JAKARTA – Kementerian Komunikasi serta Informatika (Kemkominfo) bekerja mirip dengan Otoritas Jasa Keuangan (OJK), Bank Indonesia (BI), juga Pusat Pelaporan dan juga Analisis Transaksi Keuangan ( PPATK ). Langkah ini dilaksanakan guna menghindari sistem pembayaran melalui sistem pembayaran serta perbankan pada operasi judi online (Judol).
Menteri Kominfo Budi Arie Setiadi berharap upaya yang dimaksud dapat menghambat operasional situs judi online. Menurutnya, hal yang dimaksud akan mempersulit langkah pelaku judi online pada melancarkan aksinya dalam Indonesia.
“Saya mengapresiasi langkah BI serta OJK yang tersebut bertindak cepat di mendeteksi tabungan serta akun yang tersebut digunakan untuk judi online. Mereka sedang menyebabkan suatu sistem yang dimaksud dapat cepat mendeteksi rekening-rekening yang digunakan terindikasi mencurigakan, ini account aneh nih, cepat tertangkap,” kata Budi Arie pada keterangan resmi.
Menkominfo juga meminta-minta dunia perbankan untuk menegaskan pengguna account sesuai dengan pemilik. Pasalnya, pelaku judi online kerap menggunakan akun orang lain pada melakukan operasi melalui perbankan.
”ini menyikapi maraknya aksi jual beli account yang dilaksanakan oleh para bandar pelaku judi online,” ujarnya.
Kementerian Kominfo juga melakukan berbagai upaya untuk mengurangi publik mengakses situs judi online. Salah satunya, penutupan tiga layanan Virtual Private Network (VPN) gratis yang dimaksud paling sejumlah digunakan publik mengakses situs judi online.
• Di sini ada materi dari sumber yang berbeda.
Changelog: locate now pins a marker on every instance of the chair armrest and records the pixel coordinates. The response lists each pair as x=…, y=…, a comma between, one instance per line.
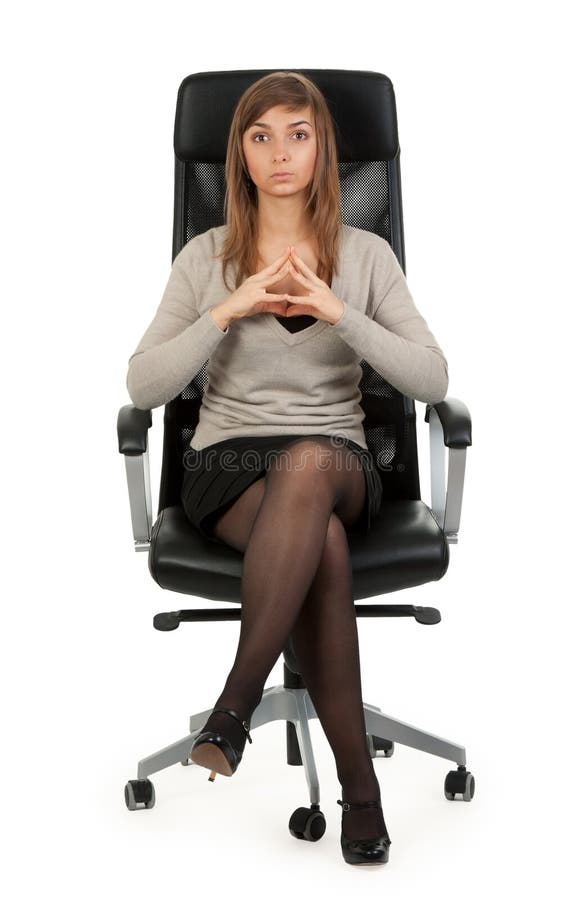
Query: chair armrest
x=450, y=425
x=133, y=426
“Tiga itu yang paling banyak, sudah ada kita analisa beliau paling banyak, kita tutup dulu, nanti yang mana lain-lain, kalau ia pakai yang digunakan lain-lain, kita tutup juga,” ungkap Menteri Budi Arie.
Selain itu, Kominfo juga sudah pernah membatasi pengiriman pulsa sebanyak Rp1 jt per hari per nomor. Pasalnya, pada waktu ini sistem pembayaran dilaksanakan melalui pulsa yang mana nantinya mampu dialihkan ke akun bank melalui pihak ketiga.